U.S. vaccinations ramp up as second COVID-19 shot nears

FDA on cusp of granting emergency use authorization for Moderna vaccine
Braselton resident Dorothy Scott, 91, participated in a COVID-19 vaccine trial organized by Emory University. The university was involved in the Moderna vaccine research, which has applied for emergency use approval from the federal government. PHOTO CREDIT: EMORY UNIVERSITY.

Braselton resident Dorothy Scott, 91, participated in a COVID-19 vaccine trial organized by Emory University. The university was involved in the Moderna vaccine research, which has applied for emergency use approval from the federal government. PHOTO CREDIT: EMORY UNIVERSITY.

WASHINGTON — Hundreds more U.S. hospitals geared up to vaccinate their workers Tuesday as federal regulators issued a positive review of a second COVID-19 vaccine needed to boost the nation’s largest vaccination campaign.

The Food and Drug Administration said its preliminary analysis confirmed the effectiveness and safety of the vaccine developed by Moderna and the National Institutes of Health, bringing it to the cusp of U.S. authorization.

A panel of outside experts will offer their recommendation Thursday, with a final FDA decision expected soon thereafter.

The positive news comes as hospitals ramped up vaccinations with the shot developed by Pfizer and BioNTech, which the FDA cleared last week.
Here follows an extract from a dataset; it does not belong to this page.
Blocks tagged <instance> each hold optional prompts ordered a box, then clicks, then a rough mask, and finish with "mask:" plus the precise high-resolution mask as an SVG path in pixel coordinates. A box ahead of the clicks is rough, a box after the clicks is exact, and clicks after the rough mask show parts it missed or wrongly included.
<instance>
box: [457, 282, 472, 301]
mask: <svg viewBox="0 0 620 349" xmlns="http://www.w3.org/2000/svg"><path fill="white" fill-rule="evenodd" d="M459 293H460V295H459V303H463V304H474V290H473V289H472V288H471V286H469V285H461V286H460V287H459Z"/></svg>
Packed in dry ice to stay at ultra-frozen temperatures, shipments of Pfizer’s COVID-19 vaccine will arrive at 400 additional hospitals and other distribution sites, one day after the nation’s death toll surpassed a staggering 300,000. The first 3 million shots are being strictly rationed to frontline health workers and elder-care patients, with hundreds of millions more shots needed over the coming months to protect most Americans.

A second vaccine can’t come soon enough as the country’s daily death count continues to top 2,400 amid more than 210,000 new daily cases, based on weekly averages of data compiled by Johns Hopkins University. The devastating toll is expected to only grow in coming weeks, fueled by holiday travel, family gatherings and lax adherence to basic public health measures.
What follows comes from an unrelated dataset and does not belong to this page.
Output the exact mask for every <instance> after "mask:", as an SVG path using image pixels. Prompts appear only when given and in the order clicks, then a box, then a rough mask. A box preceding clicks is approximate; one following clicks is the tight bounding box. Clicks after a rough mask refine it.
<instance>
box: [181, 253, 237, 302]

The first vaccine deliveries have provided a measure of encouragement to exhausted doctors, nurses and hospital staffers around the country.

Johnnie Peoples, a 43-year-old survival flight nurse, was excited and a little nervous Monday afternoon as he unzipped his flight suit and stuck out his left arm to become the first person to receive the vaccine at the University of Michigan Medical Center in Ann Arbor.

“Just to be a part of it is a good feeling,’' he said.

Since March, he’s transported critically ill COVID-19 patients by jet from smaller hospitals around the state to the university medical center. It’s up-close-and-personal work that requires him to adjust ventilator settings and administer infusions to keep blood pressure from plummeting.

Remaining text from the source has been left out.